I also can't now remember Graves' argument as to what he thought the hero's lack of one shoe signified beyond his hero-ness, if derives from early Greek religion or whatnot.

Nalo
Registered User
(11/8/02 10:04:02 am)
Re: shoeless in Bellona
For some reason, the image of the one-shoed hero is resonating in my mind with the image of the supernatural creature who gives herself away because one of her feet is a goat's. I used to think this was a Caribbean thing only, but Marina Warner refers to it in _From the Beast to the Blonde,_ so it seems it's one of those things that crossed many waters to arrive in the Caribbean. There (in the Caribbean), it's usually La Diablesse (seductive woman devil) who, despite all her beauty elsewhere, has one goat's foot. IIRC, Warner says that Queen Makeda (the queen of Sheba) in one tale is said to have one goat's foot. But don't quote me on that; it's only a vague memory.

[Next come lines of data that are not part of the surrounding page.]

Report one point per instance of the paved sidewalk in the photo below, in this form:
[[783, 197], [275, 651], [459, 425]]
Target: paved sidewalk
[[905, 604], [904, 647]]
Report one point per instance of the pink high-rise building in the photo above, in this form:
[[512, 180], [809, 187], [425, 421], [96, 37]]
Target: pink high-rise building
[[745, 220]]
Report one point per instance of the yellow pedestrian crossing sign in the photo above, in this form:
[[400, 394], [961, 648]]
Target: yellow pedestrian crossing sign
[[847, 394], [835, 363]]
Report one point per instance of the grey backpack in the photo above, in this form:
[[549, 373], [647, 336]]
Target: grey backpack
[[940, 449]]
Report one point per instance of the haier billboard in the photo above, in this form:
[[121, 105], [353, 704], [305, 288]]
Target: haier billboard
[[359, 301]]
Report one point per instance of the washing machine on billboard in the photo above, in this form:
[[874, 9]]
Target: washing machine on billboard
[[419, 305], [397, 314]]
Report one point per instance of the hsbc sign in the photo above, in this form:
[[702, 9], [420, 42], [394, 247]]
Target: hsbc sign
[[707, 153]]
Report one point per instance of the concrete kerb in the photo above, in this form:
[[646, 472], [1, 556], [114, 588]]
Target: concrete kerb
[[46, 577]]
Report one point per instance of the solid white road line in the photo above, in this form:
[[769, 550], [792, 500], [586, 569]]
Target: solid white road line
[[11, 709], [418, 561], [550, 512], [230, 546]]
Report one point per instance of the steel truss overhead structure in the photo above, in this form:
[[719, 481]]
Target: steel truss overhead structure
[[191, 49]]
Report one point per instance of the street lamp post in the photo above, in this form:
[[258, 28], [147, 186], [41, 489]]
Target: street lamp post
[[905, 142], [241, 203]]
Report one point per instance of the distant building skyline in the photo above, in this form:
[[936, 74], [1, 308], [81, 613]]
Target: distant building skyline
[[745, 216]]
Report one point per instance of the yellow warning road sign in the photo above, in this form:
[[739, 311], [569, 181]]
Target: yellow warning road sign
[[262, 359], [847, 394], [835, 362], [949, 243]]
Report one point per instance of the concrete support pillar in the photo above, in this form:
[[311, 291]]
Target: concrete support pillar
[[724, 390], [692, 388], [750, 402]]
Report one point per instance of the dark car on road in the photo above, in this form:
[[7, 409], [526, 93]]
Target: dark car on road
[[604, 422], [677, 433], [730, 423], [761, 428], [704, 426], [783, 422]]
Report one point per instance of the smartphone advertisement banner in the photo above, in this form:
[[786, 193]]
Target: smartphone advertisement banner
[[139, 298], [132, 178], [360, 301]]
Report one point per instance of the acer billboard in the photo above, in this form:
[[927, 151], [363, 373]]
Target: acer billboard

Hmm, I think I feel a story brewing...

zanobia
Unregistered User
(11/29/02 5:54:39 pm)
shoe binding in china
Sorry, for the mistake. I know that foot binding no longer happens. But didn't still exist at the turn of the century? I only say this because I read a autobiographical novel, i forgot its name... something like Three Swan? ANyway, it talks about three generations of Chinese woman, it was written about a decade ago, and the great grandmother in the story had had her feet bound.

Zanobia
Unregistered User
(11/29/02 6:05:42 pm)
one shoe, one hoof
I think the diablesse's single animal foot, as well as the other legendary female seductresses, is a sybmol of the basic animalism of sex. Sorta like Pan, Dionysus, and the Satyrs, whose cloven feet emphasises their beastiality. Like when Zeus disguised himself as a bull when he raped I forgot which half-mortal. He could'a disguised himself as a human or something, but being a bull immerses him in the physical, muscular, hootblooded, masculine, macho mode... Maybe I'm going off topic here.

cpe
Unregistered User
(11/29/02 6:11:04 pm)
foot binding
just to add to the disussion, foot binding was not done ALL throughout China. Not even likely amongst a majority. There was an enormous peasant class that was undernourished, overworked and dirt poor and far, far away from the centers of 'fashion.'
con cariņo,
cpe

swood
Unregistered User
(12/2/02 8:12:57 am)
Wild Swans
The book referred to in the earlier post is called Wild Swans: Three Daughters of China by Jung Chang. It's an interesting example of what cpe was talking about in another post, a family history.